On Monday night, Mr C and I rocked up to Birmingham’s National Indoor Arena to watch Michael McIntyre do his thing. It’s been on my Life List for a while to watch a comedian live, because it turns out I have never done that before. I don’t remember why it was Mr McIntyre that received the privilege of being my first comedian (there may have been alcohol involved when purchasing the tickets), but he seemed like a pretty safe bet.
Like a fool, I was a bit surprised at how big the NIA is, perhaps the word ‘arena’ didn’t actually sink in to my brain until we actually got inside. I’ve been past it in Birmingham’s city centre many times but never really clocked the size of it before. When we were wandering around the peripheral, peeking through the doors to the main area, it was like looking through the door to the TARDIS – lots of bright colours crammed into a space you wouldn’t quite think was big enough.
It was big enough, though. For lots and lots of people, and one tiny stage. They cram you in, lots of people too close together, with uncomfortable seats. But we perched and waited for McIntyre to appear.
He bounced onto the stage after a video introduction that boomed far too loud, people around us were putting their fingers in their ears! The energetic McIntyre began his routine with a bit of audience interaction, and a bit of local ribbing. It was good, the expected Michael McIntyre fare, but I found it weird because I couldn’t see him. There was no point looking at the tiny suit running around, when such a lot of comedy comes from the face. The only place to look was at the screens, so it only took about ten minutes before I was starting to think “I really could just be watching this at home.”
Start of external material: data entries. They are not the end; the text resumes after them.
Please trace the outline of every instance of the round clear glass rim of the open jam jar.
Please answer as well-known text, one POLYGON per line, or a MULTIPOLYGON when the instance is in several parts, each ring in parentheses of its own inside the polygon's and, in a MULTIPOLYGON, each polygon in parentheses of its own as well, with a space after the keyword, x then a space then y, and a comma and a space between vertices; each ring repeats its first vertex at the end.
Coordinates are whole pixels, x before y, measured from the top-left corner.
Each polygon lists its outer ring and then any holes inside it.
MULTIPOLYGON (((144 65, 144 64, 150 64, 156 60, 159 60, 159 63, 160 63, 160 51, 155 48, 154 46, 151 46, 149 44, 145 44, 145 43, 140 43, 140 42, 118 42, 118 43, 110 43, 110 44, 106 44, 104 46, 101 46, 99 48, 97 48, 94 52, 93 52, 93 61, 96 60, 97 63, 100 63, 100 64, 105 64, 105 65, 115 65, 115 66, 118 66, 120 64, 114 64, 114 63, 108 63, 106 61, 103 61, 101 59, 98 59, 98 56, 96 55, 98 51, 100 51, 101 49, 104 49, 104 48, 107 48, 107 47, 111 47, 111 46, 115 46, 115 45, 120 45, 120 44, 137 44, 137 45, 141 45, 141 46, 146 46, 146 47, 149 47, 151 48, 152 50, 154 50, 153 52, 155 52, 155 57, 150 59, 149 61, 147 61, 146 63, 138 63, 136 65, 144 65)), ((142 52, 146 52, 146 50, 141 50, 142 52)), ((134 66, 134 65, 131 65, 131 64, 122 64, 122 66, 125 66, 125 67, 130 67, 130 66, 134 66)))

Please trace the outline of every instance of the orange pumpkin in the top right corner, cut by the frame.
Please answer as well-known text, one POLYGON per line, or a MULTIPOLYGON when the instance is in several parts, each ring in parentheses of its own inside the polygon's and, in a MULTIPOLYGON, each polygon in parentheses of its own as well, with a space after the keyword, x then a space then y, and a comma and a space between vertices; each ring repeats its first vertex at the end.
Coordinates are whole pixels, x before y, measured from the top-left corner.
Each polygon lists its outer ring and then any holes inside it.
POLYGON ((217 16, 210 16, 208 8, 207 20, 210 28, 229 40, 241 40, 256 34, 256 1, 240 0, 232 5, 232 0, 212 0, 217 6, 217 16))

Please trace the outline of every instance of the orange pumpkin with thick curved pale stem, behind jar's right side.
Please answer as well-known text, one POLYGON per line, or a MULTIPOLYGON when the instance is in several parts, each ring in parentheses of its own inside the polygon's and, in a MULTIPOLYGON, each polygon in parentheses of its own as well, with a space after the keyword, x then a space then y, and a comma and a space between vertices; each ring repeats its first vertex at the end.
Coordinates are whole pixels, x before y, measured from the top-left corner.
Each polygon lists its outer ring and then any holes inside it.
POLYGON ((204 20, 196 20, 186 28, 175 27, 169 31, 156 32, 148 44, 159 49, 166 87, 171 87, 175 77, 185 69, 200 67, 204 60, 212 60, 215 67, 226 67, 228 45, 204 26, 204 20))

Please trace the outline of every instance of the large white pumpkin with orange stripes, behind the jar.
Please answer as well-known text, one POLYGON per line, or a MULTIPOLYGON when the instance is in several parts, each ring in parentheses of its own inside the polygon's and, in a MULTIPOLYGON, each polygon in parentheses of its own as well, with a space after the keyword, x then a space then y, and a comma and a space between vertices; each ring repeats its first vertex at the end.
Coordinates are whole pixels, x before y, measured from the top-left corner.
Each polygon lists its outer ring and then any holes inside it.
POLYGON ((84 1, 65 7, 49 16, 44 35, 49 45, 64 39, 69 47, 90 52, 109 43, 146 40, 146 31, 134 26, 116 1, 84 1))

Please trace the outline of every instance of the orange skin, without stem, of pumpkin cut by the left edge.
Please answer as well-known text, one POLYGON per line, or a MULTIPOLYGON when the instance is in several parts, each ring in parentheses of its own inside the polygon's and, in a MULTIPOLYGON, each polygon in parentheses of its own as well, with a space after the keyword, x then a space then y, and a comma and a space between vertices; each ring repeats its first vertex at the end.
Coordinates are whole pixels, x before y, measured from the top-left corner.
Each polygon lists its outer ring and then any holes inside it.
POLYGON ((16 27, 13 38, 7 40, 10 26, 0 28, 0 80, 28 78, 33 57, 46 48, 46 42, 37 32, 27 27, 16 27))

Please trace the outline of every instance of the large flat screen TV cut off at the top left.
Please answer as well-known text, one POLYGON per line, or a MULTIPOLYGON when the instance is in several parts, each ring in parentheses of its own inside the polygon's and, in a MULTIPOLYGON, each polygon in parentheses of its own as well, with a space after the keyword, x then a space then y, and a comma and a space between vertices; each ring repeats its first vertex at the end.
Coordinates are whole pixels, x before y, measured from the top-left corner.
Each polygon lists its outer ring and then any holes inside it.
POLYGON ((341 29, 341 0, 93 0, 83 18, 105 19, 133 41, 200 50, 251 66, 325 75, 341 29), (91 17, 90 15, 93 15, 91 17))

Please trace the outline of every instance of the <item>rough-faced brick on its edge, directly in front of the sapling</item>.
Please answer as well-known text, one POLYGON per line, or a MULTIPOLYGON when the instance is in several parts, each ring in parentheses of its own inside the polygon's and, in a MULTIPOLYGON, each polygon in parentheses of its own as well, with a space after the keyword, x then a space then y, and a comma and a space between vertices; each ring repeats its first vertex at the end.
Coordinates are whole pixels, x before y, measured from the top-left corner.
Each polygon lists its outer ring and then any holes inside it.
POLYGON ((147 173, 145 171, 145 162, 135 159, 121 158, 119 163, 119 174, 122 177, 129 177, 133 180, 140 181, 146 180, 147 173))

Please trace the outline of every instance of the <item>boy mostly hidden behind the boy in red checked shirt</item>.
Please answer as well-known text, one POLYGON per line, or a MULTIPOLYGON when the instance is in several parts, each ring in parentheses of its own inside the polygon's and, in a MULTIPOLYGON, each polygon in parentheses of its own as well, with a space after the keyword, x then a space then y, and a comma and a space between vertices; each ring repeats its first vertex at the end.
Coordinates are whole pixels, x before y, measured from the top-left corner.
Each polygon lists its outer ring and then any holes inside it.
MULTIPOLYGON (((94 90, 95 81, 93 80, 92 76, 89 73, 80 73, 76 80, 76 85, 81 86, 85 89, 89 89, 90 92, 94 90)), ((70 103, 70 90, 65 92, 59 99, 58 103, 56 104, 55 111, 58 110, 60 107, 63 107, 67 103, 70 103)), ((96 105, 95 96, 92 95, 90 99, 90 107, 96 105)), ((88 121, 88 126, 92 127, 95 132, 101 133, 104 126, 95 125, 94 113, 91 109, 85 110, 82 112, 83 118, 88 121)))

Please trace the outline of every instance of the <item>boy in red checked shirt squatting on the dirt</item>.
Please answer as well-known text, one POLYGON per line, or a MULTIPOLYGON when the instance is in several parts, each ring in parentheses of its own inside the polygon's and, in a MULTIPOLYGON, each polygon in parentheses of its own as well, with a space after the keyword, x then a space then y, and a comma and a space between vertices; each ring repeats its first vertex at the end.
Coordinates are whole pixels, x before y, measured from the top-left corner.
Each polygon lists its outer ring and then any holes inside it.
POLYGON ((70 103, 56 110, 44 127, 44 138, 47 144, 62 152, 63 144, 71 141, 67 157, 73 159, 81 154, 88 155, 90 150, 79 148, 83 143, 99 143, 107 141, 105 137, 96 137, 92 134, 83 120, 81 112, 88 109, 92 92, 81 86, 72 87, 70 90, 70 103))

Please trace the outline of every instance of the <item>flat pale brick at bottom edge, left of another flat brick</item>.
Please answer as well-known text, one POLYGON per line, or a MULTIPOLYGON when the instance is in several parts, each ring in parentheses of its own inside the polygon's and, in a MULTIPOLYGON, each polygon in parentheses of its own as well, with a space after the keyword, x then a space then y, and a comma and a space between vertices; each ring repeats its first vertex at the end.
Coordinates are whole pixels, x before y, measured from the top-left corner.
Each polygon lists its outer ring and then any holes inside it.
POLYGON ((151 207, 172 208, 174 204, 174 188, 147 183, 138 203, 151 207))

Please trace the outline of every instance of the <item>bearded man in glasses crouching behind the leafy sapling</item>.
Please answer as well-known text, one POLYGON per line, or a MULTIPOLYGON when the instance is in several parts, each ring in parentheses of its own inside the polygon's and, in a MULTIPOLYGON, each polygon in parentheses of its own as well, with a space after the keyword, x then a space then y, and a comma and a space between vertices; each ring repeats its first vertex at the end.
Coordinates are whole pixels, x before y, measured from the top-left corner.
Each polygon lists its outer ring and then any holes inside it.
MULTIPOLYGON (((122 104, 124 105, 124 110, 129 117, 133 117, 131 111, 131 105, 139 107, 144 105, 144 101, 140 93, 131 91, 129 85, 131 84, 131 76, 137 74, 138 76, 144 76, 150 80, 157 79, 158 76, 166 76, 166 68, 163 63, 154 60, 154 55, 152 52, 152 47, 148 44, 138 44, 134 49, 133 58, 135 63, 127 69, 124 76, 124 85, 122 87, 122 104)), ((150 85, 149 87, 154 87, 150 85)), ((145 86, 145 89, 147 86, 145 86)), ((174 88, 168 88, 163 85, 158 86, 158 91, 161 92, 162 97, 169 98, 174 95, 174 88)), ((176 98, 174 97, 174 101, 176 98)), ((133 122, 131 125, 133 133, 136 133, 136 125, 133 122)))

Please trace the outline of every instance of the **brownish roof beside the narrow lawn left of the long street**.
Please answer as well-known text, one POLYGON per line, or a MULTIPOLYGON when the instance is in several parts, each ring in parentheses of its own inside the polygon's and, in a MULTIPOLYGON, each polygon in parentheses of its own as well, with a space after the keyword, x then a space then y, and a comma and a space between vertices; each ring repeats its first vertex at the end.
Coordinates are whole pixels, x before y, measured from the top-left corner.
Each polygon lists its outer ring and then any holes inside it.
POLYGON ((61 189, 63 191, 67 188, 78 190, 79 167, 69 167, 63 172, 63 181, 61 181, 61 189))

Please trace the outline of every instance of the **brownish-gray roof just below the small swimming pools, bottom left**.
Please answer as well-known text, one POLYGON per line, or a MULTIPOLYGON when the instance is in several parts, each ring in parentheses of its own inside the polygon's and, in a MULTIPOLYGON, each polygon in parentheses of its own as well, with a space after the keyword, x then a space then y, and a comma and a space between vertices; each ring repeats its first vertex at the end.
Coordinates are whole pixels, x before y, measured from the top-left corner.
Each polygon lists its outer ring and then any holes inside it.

Once that thought was in my head, it became really very clear how uncomfortable the seats were. I’m not exactly a giant, and my knees were digging into the metal bar in front of the seat. Even when twisted slightly to the right to be able to view the screens better, it was leaving a bit of a dent in my kneecap. Mr C is more of a giant than I am, and thankfully we had ourselves an aisle seat. Even with that, it was bad backs and cramp all round.
One of the arguments for going to live events is the atmosphere that you just don’t get when you’re watching something at home. For somewhere like Glastonbury, or for sporting events, I can absolutely understand that. For this live comedy outing, I didn’t feel there was any atmosphere to be missed. The only thing that was specific to the location was Michael attempting a rather worrying Birmingham accent.
We left at the interval (a break halfway through that was stretched to half an hour, sandwiched between two 50 minute halves. What are you meant to do for half an hour?) and came home with the intent of snapping up the gig when it’s available on iTunes (or watching when it is inevitably on the BBC at Christmas).
I was disappointed but not in the gig – McIntyre was funny as ever – more in the concept and the venue. I hadn’t anticipated that live comedy would have the same kind of problems that going to the cinema does, and from what I can tell there are no benefits of being somewhere live. I asked Mr C if seeing a comedian in a smaller venue would make a difference and he came to the conclusion that it doesn’t really make any more atmosphere, it’s just that you are likely to have more comfortable seats. I will probably try and see a comedian in less of an arena and more of a theatre, but I’m not convinced this is a live event I’m going to get hooked on.
We may be getting old, but there was a lingering stiffness for 24 hours post-gig, and we only sat through half of it. I dread to think of how we would be holding up if we’d been there for the whole thing.